La Benedizione di Kent Haruf per la NN editrice

Il traduttore Fabio Cremonesi racconta la scoperta dell'autore americano e il suo successo. Grazie a una piccola casa editrice, nata a Milano solo 4 anni fa. E in libreria in questi giorni arriva "Vincoli", il primo libro di Haruf

Fabio Cremonesi,  50 anni, traduttore italiano di Kent Haruf

Fabio Cremonesi, 50 anni, traduttore italiano di Kent Haruf

Milano, 21 novembre 2018 - Quattro amici e un’idea, piuttosto rivoluzionaria di questi tempi. Fondare una casa editrice in Porta Romana, a Milano, la NN, che oggi ha un catalogo di tutto rispetto. E un’inattesa benedizione ritrovarsi fra le mani l’opera omnia di quello che sarebbe in breve diventato uno degli autori più amati in Italia, fino alla vetta delle classifiche.

Fabio Cremonesi, 50 anni, traduttore italiano di Kent Haruf, racconta come è nata forse la più grande scoperta editoriale degli ultimi anni, a Milano. Una storia cominciata solo 4 anni fa, ma che viene da lontano.

«Ho fatto una miriade di lavori diversi – racconta Fabio, che traduce da tedesco, inglese, spagnolo e catalano – lo scaricatore per due anni in un corriere, poi il “gerarca” per 15 anni in una multinazionale, dove ero entrato come ultima ruota del carro, l’editore, il rappresentante editoriale».

Come inizia il caso Haruf?

«Un gruppo di amici decise di mettere in piedi una casa editrice e a me, che mi ero occupato della materia, hanno chiesto una mano, dandomi alcuni testi da leggere. Io sono un lettore molto lento, ma “Benedizione”, uno dei tre libri di Haruf che componevano la “Trilogia della pianura”, smentendo la mia fama, me lo sono divorato in una notte...».

Poi che è successo?

«Quella stessa notte lo aveva letto anche l’editrice, che era rimasta bloccata in un albergo in mezzo al nulla a Londra per un volo cancellato. La mattina dopo ci siamo sentiti prestissimo, entrambi entusiasti del libro. Non solo perché era bellissimo, ma perché è molto raro che qualcosa del genere e con un potenziale così forte rimanga inedito a lungo, ma soprattutto finisca sulla scrivania di un editore che ancora non esiste. Gli agenti, gli editori esteri, gli uffici di solito cominciano dai grandi, poi agli indipendenti».

Una benedizione vera.

«Sì, per restare in tema. Abbiamo avuto subito la percezione che non si trattasse di altro. E non andava sprecata. Il titolo ci sembrò oltretutto beneaugurante per avviare la casa editrice. E andò benissimo. Poi c’è stato un gran lavoro da parte di tutti. Il passaparola, si dice in questi casi. Ma non basta, anche perché, prima del passaparola, ci fu un enorme lavoro di preparazione».

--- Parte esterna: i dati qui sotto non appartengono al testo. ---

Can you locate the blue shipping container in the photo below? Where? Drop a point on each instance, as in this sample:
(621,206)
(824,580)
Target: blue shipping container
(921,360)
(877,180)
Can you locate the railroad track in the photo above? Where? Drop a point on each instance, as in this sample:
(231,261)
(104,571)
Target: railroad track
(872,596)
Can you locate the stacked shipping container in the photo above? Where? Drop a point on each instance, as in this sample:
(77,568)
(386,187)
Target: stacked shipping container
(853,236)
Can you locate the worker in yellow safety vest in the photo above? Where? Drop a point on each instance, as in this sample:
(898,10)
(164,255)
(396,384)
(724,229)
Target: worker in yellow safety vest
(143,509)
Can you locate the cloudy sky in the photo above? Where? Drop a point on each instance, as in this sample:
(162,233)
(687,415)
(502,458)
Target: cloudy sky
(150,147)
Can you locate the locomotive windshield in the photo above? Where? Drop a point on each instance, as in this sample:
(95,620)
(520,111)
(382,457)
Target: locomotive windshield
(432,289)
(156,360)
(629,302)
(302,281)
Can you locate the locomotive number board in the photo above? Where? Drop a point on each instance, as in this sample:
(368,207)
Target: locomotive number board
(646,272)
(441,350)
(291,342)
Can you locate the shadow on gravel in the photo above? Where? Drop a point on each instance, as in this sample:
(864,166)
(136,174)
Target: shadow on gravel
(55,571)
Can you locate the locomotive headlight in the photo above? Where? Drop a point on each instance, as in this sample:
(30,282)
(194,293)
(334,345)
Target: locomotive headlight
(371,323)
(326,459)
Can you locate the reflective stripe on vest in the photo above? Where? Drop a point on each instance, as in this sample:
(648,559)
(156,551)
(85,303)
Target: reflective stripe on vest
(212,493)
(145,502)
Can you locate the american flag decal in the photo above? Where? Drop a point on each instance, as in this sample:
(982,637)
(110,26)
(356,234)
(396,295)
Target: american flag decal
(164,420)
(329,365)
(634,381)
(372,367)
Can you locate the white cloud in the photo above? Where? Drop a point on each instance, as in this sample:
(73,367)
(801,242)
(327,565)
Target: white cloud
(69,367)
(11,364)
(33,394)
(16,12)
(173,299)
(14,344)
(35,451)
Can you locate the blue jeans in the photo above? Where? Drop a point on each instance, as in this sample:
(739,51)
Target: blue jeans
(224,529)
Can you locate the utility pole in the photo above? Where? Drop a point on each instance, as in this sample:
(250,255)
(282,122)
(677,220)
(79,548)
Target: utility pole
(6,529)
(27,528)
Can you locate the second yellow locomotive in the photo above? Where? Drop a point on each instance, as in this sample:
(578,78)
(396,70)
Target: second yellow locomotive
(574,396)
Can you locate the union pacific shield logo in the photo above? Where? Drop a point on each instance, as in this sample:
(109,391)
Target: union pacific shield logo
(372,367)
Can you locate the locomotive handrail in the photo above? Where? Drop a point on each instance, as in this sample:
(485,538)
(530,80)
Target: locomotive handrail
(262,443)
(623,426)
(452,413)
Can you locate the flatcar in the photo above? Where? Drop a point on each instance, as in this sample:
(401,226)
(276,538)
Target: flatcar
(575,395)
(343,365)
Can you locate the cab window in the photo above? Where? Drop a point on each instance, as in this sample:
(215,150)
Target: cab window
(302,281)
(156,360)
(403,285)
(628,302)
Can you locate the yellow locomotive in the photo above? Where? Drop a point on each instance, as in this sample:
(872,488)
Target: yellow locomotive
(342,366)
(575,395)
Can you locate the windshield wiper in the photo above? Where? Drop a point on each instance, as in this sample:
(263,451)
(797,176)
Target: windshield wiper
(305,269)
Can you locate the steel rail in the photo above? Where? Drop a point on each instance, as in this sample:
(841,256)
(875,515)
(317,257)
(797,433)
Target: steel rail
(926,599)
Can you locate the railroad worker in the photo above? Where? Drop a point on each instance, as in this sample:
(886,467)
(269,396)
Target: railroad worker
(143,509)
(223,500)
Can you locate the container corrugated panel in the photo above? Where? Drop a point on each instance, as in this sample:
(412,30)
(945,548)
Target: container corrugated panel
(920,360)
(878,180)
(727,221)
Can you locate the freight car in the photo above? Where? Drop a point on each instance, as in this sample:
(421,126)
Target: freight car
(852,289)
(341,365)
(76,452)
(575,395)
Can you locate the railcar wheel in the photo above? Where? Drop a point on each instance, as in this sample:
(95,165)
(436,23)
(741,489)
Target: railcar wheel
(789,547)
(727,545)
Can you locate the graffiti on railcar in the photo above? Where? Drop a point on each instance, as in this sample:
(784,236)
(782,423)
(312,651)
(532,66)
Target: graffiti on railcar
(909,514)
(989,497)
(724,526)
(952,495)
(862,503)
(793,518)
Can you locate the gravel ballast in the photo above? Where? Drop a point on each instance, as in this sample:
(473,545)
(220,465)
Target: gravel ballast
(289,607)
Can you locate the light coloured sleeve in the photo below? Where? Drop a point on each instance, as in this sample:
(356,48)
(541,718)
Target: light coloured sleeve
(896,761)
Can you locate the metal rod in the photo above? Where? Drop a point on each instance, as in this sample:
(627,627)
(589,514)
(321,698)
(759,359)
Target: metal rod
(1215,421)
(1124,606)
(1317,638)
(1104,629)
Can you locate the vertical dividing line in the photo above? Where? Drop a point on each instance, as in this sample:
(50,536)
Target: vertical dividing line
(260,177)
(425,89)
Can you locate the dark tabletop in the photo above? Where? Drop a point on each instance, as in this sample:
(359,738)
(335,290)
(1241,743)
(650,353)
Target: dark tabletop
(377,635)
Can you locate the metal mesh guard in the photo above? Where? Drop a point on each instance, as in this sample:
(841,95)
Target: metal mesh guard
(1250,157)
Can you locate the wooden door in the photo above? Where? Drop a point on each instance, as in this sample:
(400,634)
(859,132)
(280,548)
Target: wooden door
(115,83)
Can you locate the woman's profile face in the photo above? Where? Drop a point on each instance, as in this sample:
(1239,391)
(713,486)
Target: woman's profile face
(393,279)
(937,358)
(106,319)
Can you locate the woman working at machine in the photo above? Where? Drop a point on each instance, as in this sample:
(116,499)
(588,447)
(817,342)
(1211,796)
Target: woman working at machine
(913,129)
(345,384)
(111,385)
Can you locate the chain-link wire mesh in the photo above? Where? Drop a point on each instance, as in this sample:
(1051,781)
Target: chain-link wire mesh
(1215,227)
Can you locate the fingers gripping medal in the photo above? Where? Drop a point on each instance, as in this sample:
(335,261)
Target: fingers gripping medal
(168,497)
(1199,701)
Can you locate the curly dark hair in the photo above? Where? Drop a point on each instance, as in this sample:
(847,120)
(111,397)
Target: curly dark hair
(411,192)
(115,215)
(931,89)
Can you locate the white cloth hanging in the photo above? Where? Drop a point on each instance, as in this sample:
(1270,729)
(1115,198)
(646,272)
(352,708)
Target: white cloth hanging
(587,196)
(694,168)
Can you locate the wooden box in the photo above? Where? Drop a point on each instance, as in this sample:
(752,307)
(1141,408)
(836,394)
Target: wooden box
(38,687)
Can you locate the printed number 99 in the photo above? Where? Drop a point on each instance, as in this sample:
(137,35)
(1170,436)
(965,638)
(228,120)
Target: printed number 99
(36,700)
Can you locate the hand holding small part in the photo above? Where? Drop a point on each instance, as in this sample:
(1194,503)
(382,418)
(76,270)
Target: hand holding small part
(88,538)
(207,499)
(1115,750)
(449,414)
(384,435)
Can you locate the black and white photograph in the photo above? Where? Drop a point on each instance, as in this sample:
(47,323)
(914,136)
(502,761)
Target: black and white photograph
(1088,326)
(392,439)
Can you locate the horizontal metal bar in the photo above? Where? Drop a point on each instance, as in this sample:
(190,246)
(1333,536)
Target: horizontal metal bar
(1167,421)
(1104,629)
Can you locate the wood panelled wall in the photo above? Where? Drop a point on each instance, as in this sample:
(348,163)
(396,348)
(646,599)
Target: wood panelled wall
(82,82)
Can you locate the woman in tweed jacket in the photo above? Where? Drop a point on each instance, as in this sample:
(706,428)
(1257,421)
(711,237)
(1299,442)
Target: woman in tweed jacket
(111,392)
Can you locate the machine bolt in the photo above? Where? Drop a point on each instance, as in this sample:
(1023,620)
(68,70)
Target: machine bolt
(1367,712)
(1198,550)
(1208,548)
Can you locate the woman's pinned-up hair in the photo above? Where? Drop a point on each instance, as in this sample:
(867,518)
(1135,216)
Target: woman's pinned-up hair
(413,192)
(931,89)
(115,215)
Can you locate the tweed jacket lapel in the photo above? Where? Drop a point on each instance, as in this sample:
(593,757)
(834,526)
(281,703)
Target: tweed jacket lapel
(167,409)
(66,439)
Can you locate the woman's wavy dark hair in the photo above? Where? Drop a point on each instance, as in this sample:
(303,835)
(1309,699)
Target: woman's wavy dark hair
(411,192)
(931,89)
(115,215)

Lei è un tassello chiave nell’operazione Haruf.

«Guardi, in Italia era uscito solo un romanzo da Rizzoli, quindici anni fa. La mia editrice, per pubblicare l’opera omnia, ha voluto che ogni testo di Haruf avesse la voce dello stesso traduttore, la mia. Dopo la trilogia, abbiamo così pubblicato “Le nostre anime di notte”, che ebbe un traino rilevante anche dal film uscito poco dopo al festival di Venezia. Con Robert Redford e Jane Fonda. E ora siamo in libreria con “Vincoli”, fresco di stampa, l’esordio dell’autore. Uno splendido romanzo, come tutti. Me ne manca uno solo».

“Le nostre anime di notte” fu un super boom. Perché?

«Sì, credo che non fosse mai successo che un autore edito da un editore indipendente entrasse in classifica direttamente al primo posto. Forse è successo con gli ultimi volumi di Elena Ferrante, ma è un’altra storia».

Un’ultima curiosità: è Haruf o lei a usare il discorso diretto senza virgolette?

«Naturalmente lui, anche nell’originale americano. Ma lo gestisce talmente bene che, dopo un possibile disorientamento iniziale, il lettore poi non lo trova un difetto e non confonde dialoghi e narrazione. Anzi, per molti è una delle cose che sapeva fare meglio».